Each detected issue generates an FIA recommendation (Fact, Impact, Action) directly usable in the client report.

9-step migration guide

Here's the complete process to migrate from HTTP to HTTPS without losing your rankings:

  1. Get an SSL certificate — Let's Encrypt is free and accepted by all browsers. Most hosts offer one-click installation.
  2. Install and activate the certificate — Log in to your hosting panel (cPanel, Plesk, N0C). Enable SSL for your domain. The process usually takes less than 5 minutes.
  3. Update WordPress URLs — In Settings → General, change both the WordPress Address and Site Address from http:// to https://. This is the most important change.
  4. Search-replace in the database — Use a tool like Better Search Replace to replace all occurrences of http://yoursite.com with https://yoursite.com in the database.
  5. Set up 301 redirects — Add a rule in .htaccess to redirect all HTTP traffic to HTTPS. This is essential for SEO: Google transfers link equity through 301s.
  6. Update .htaccess / server config — Make sure RewriteEngine is enabled and the redirect rule is first in the file. For Nginx, add a dedicated server block.
  7. Fix mixed content — Inspect every page to find images, scripts and CSS still loaded over HTTP. Replace hardcoded URLs with protocol-relative (//) or HTTPS URLs.
  8. Update Google Search Console and sitemaps — Add the HTTPS property in Search Console. Submit the new sitemap. Update canonical tags to point to HTTPS.
  9. Test with Orilyt — Run a full audit to verify the certificate is valid, redirects work, and no mixed content remains.

Common migration pitfalls

Even with a guide, some mistakes keep coming back:

Redirect chains

http → http://www → https://www → https://. Each extra redirect slows loading and dilutes link equity. Best practice: a single 301 redirect, directly from HTTP to the canonical HTTPS version.

Forgotten mixed content

The site is on HTTPS, but a background image, a Google Maps script or an external font still loads over HTTP. The browser shows a warning or blocks the resource. Solution: inspect with DevTools (Console tab).

Canonical not updated

The <link rel="canonical"> tag still points to the HTTP version. Google indexes the wrong URL. Solution: check every page or use an SEO plugin that forces HTTPS in canonicals.

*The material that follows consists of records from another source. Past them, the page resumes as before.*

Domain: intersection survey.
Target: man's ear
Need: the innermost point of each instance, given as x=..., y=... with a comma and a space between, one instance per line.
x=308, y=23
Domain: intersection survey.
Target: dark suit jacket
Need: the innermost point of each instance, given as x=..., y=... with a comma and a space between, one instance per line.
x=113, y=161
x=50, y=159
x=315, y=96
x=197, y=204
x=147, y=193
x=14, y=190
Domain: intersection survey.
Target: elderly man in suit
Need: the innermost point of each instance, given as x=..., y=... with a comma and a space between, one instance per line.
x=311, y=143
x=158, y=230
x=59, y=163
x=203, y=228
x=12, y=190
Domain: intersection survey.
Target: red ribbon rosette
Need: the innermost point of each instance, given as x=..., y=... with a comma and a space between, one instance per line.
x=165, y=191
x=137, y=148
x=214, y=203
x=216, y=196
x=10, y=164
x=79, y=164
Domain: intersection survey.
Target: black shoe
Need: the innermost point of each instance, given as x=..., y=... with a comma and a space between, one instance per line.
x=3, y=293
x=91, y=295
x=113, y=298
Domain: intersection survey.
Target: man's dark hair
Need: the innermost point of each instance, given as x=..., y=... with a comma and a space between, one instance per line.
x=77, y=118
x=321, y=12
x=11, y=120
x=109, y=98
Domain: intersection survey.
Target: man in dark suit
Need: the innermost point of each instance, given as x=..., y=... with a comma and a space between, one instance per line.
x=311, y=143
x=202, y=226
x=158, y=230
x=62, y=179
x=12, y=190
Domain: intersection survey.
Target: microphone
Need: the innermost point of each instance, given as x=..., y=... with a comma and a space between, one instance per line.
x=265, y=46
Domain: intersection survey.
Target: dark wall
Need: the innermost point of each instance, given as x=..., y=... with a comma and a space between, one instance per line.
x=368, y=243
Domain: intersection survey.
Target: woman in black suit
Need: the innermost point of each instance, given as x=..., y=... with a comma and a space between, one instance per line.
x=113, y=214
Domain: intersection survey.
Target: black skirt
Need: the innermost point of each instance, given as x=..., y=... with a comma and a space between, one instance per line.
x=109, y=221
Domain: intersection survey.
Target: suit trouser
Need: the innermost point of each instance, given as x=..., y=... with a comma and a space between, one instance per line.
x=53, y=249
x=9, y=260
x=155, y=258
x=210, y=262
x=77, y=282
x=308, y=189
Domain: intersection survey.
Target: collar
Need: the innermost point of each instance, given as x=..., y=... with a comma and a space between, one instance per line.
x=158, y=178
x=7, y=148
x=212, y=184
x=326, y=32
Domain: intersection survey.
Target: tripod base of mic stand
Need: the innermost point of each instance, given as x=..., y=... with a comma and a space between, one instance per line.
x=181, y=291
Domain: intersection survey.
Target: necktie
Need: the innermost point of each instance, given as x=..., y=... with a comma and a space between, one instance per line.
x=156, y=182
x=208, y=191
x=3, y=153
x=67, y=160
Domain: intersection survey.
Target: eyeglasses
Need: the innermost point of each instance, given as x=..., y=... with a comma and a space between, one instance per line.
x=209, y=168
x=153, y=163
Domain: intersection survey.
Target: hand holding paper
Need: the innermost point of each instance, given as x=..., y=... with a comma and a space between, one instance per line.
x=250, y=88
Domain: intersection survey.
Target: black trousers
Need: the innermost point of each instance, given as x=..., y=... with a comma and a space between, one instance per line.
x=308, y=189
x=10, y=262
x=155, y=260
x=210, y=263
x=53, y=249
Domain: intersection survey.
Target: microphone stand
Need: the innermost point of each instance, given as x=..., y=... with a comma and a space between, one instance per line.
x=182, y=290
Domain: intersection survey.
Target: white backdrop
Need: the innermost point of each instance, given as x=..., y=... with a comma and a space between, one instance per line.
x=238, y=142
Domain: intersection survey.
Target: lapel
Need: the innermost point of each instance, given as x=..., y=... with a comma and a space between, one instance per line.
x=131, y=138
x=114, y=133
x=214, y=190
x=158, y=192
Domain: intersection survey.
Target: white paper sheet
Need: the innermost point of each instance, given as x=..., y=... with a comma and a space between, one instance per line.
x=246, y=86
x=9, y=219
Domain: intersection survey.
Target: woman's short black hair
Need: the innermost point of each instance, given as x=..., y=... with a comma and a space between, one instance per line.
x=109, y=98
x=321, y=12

Certificate expires without alert

Let's Encrypt issues certificates valid for 90 days. If automatic renewal fails silently, the site shows a security error overnight. Solution: regular monitoring with Orilyt (test #10 checks the expiration date).

The SEO impact of migration

A well-executed HTTPS migration has a measurable positive impact on rankings:

On the ranking side, Google treats 301 redirects from HTTP to HTTPS as a full transfer of link equity. There is no "migration tax." The HTTPS ranking signal is added immediately.

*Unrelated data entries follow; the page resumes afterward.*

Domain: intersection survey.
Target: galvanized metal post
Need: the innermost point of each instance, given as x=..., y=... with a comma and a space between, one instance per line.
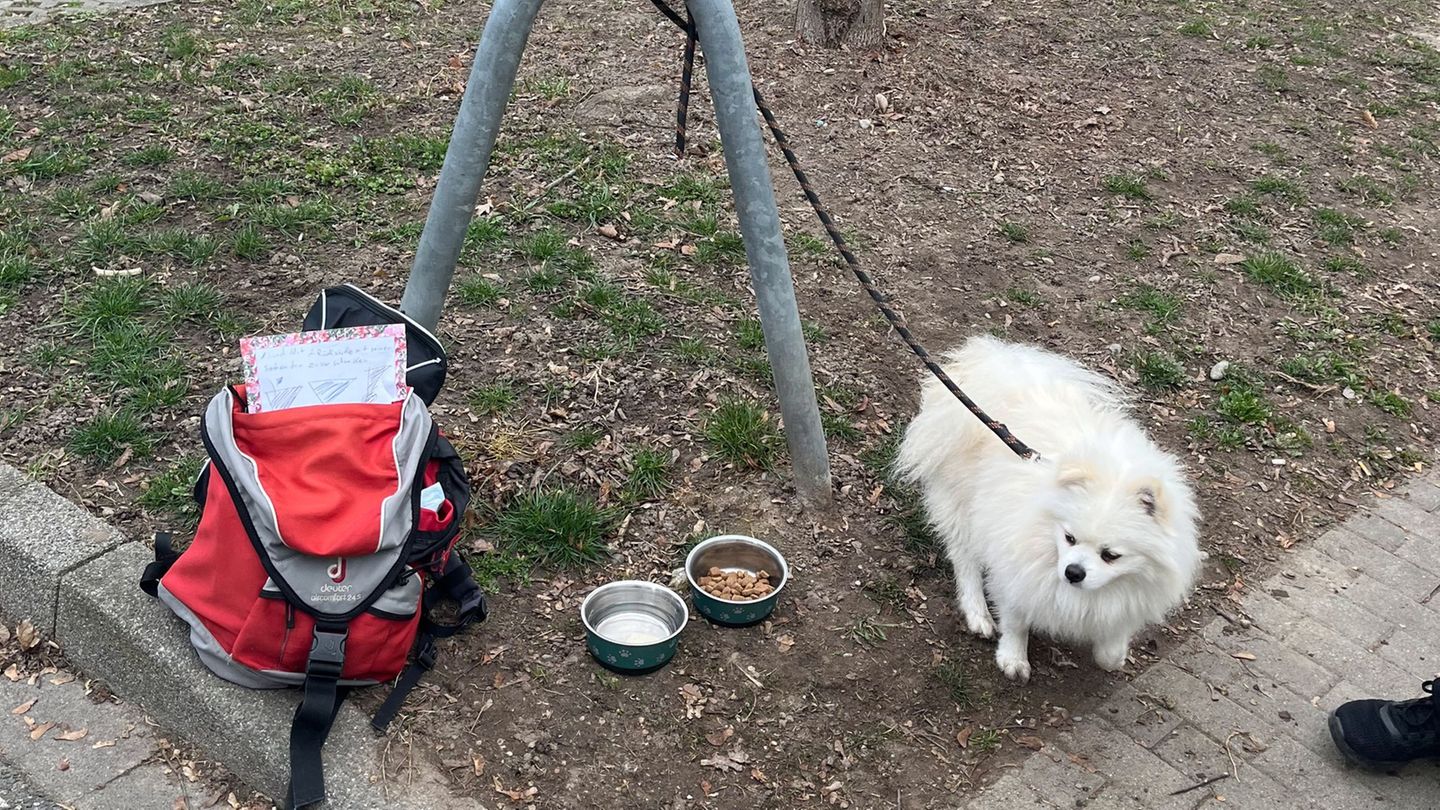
x=491, y=78
x=729, y=77
x=473, y=140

On the indexing side, Google re-crawls redirected URLs within days to weeks. Submit a new sitemap to speed up the process. Expect the index to switch over in 2 to 4 weeks for a medium-sized site.

In Orilyt, a successful migration translates to an immediate improvement in the security score (tests #10 and #11 turn green) and often a 5 to 15 point improvement in the overall SEO score.

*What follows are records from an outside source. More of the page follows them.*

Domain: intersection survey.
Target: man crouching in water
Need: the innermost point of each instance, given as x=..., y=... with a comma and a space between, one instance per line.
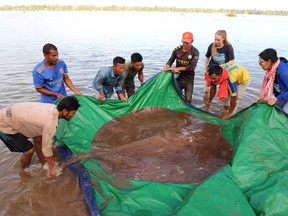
x=37, y=121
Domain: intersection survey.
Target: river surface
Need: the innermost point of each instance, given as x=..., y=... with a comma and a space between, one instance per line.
x=88, y=41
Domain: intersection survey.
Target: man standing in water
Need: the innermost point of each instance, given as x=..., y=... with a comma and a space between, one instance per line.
x=37, y=121
x=50, y=75
x=109, y=78
x=132, y=68
x=186, y=57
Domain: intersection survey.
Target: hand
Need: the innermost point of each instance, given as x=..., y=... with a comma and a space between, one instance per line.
x=58, y=95
x=272, y=101
x=124, y=99
x=226, y=116
x=100, y=97
x=78, y=93
x=258, y=99
x=175, y=70
x=207, y=106
x=52, y=171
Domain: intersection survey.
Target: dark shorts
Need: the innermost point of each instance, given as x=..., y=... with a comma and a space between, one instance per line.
x=130, y=88
x=16, y=142
x=187, y=87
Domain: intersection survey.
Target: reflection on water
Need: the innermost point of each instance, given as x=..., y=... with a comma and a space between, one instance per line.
x=156, y=144
x=31, y=192
x=90, y=40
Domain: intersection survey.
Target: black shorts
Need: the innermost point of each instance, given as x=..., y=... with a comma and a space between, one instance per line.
x=130, y=88
x=16, y=142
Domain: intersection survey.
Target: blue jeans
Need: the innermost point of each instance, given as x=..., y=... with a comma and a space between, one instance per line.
x=187, y=87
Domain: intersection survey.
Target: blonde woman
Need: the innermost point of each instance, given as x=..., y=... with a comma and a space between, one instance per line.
x=220, y=52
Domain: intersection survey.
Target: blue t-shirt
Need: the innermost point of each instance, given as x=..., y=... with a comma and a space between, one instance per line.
x=105, y=81
x=50, y=79
x=223, y=55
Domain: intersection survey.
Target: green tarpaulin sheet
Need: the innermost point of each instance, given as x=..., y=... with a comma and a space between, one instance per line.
x=255, y=183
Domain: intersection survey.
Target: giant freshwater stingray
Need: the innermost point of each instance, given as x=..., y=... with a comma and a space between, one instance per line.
x=160, y=145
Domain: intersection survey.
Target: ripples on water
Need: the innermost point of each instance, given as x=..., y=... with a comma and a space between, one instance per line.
x=90, y=40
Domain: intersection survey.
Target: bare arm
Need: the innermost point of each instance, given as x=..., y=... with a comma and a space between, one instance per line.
x=141, y=76
x=231, y=108
x=70, y=84
x=206, y=65
x=47, y=92
x=211, y=96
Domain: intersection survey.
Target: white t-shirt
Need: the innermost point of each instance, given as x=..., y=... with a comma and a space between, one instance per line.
x=32, y=119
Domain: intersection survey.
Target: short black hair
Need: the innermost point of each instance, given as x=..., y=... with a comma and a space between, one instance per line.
x=269, y=54
x=215, y=69
x=48, y=47
x=118, y=60
x=136, y=57
x=69, y=103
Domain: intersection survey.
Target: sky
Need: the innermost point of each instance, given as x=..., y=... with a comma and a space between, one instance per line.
x=227, y=4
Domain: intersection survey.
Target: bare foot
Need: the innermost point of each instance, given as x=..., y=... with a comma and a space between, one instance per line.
x=26, y=157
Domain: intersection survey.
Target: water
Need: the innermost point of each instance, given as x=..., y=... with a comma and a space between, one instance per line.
x=90, y=40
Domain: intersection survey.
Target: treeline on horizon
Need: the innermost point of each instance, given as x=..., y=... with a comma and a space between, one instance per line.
x=147, y=9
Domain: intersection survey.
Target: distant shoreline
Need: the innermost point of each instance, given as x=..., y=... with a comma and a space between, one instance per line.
x=146, y=9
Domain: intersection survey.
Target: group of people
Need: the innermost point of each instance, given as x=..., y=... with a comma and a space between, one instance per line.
x=38, y=121
x=119, y=76
x=220, y=70
x=22, y=122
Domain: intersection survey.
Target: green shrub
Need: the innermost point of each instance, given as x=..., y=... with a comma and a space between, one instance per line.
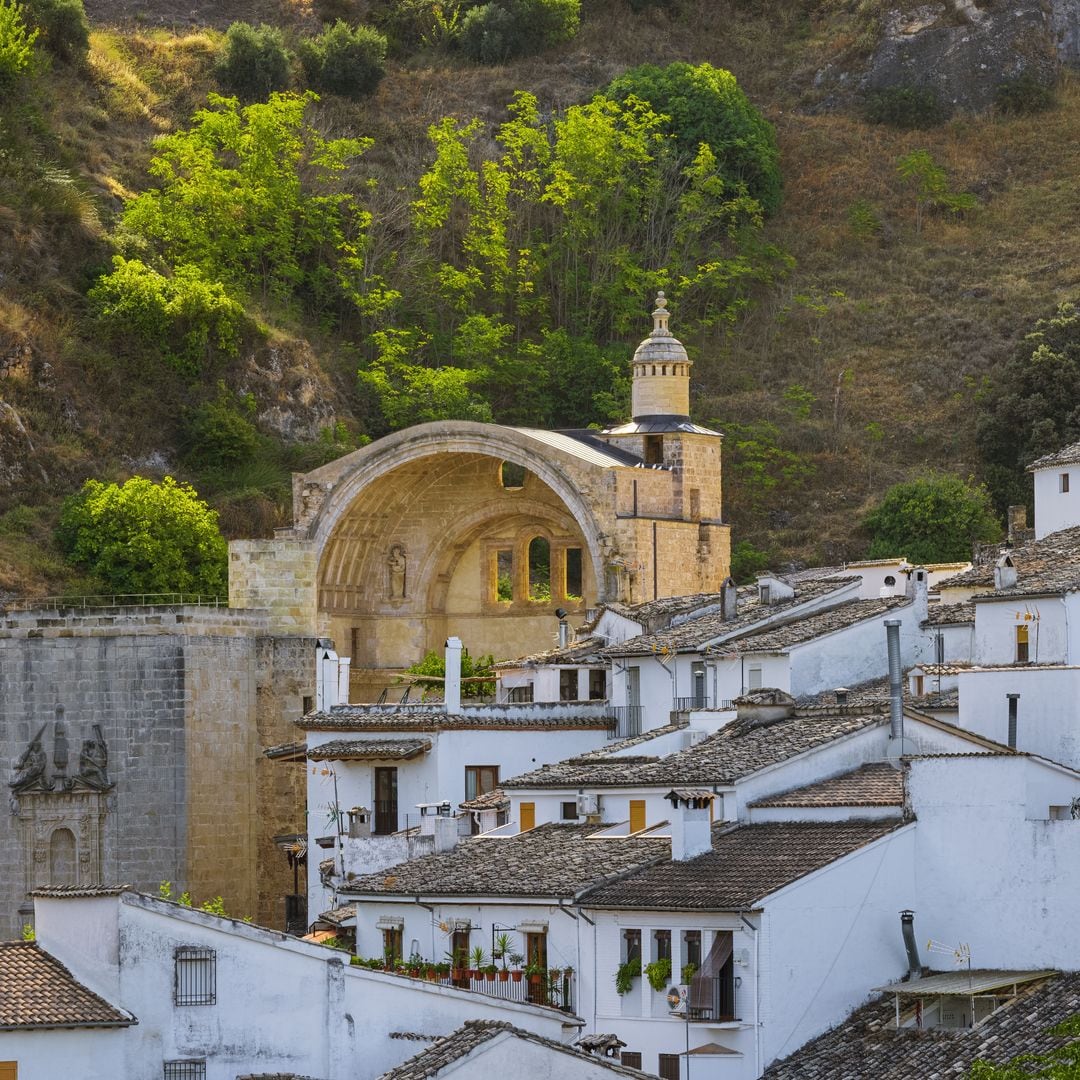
x=143, y=537
x=254, y=61
x=64, y=28
x=505, y=28
x=905, y=107
x=345, y=59
x=706, y=105
x=16, y=43
x=219, y=433
x=1024, y=95
x=190, y=319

A well-done HTTPS migration doesn't cost SEO. It earns it. The ranking signal, user trust and regulatory compliance all add up.

Verify with Orilyt: before/after audit

The best way to validate an HTTPS migration is to compare a before and after audit:

  1. Run an Orilyt audit BEFORE migration to capture the baseline score and existing issues
  2. Perform the migration following the 9 steps above
  3. Run a second audit AFTER migration to confirm everything works
  4. Use Orilyt's comparison page to visualize improvements test by test

The before/after report is also a powerful sales tool. Show the client the concrete difference: the green padlock, tests turning green, the rising score. It's tangible proof of the value of your work.